Increase of Arx and Pax4 transcript levels in the pancreas of Pax4- and Arx-deficient mice, respectively. Multiplex amplification of pancreatic mRNA from Pax-4 (A) and Arx (B) mutant mice at E14.5. The genotypes of control and mutant mice are indicated above the gel scans. Measurements of the intensity of radioactive Arx and Pax4 PCR products, after normalization with the coamplified TATA-box-binding protein (TBP) amplicon, are represented as graphs. Below are indicated the average normalized intensities in control and mutant mice as well as their relative difference; the Arx transcript content is 3.3-fold higher in E14.5 Pax4 mutant pancreas compared with control animals.

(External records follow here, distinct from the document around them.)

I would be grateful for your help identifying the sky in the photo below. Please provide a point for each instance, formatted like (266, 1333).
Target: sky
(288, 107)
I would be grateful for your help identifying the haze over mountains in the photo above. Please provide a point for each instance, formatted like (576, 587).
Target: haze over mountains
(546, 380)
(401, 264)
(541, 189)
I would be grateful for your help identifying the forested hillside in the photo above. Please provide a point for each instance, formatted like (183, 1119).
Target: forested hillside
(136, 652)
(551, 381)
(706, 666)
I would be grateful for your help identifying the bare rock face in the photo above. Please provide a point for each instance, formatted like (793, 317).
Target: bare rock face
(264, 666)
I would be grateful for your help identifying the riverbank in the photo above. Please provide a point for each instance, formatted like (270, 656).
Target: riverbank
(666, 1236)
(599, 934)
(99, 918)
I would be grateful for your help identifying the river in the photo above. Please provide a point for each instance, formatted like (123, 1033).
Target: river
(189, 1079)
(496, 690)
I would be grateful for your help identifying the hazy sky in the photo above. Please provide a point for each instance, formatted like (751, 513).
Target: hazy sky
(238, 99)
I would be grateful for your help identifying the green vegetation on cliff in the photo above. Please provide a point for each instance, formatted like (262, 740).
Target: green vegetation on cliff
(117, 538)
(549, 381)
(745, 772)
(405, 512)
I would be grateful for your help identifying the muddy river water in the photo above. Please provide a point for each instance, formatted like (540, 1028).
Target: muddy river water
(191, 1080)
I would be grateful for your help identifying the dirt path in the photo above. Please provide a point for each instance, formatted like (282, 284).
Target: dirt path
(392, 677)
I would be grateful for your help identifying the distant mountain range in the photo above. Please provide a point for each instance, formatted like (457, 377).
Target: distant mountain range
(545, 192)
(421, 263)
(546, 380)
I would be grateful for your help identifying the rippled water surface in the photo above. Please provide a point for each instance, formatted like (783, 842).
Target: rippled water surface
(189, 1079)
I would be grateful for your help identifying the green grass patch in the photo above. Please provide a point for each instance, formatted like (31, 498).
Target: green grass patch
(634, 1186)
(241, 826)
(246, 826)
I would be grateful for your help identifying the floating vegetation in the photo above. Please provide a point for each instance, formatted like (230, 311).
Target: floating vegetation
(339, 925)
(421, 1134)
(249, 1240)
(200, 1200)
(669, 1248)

Arx-deficient pancreas contains four times more Pax4 mRNA at the same embryonic stage. (C,D) An anti-Arx antibody recapitulates Arx expression pattern at E11.5 (sagittal section in C and enlarged picture in D) in the forebrain (FB) and the floor plate of the diencephalon (Fp). (E-G) Analysis of Arx (red) and β-galactosidase (green) expression in Pax4 heterozygous (E,F) and homozygous (G) pancreas. The average percentage of Arx⁺/β-galactosidase⁺ cells from three serially sectioned pancreata is indicated below each picture. (E) In Pax4 heterozygous pancreas, Arx is found colocalized with the β-galactosidase protein at E13.5 in 35% of endocrine cells. (F) At E14.5, only 8% of islet cells are Arx⁺/β-galactosidase⁺. (G) At the same stage, in Pax4 homozygous pancreas, this number increases with a codetection of Arx and β-galactosidase found in 72% of the endocrine cells.

Figure 7.

Schematic model representing the transcription factors implicated in the specification of the endocrine pancreas, on the basis of temporal expression and phenotypic results of specific gene deletions. Circles represent endocrine cells at particular developmental stages. The different transcription factors expressed in a particular cell type are indicated within the circles. Arrows represent different (hypothetical) endocrine differentiation steps. Loss-of-function mutant mice phenotypes demonstrate antagonistic endocrine-specifying activities for Arx and Pax4; Pax4 promotes β- and δ-cell fates, whereas Arx favors α-cell destiny. The question mark indicates a fate remaining to be elucidated. For the purpose of simplification, exocrine/ductal- and PP-cell development are not represented.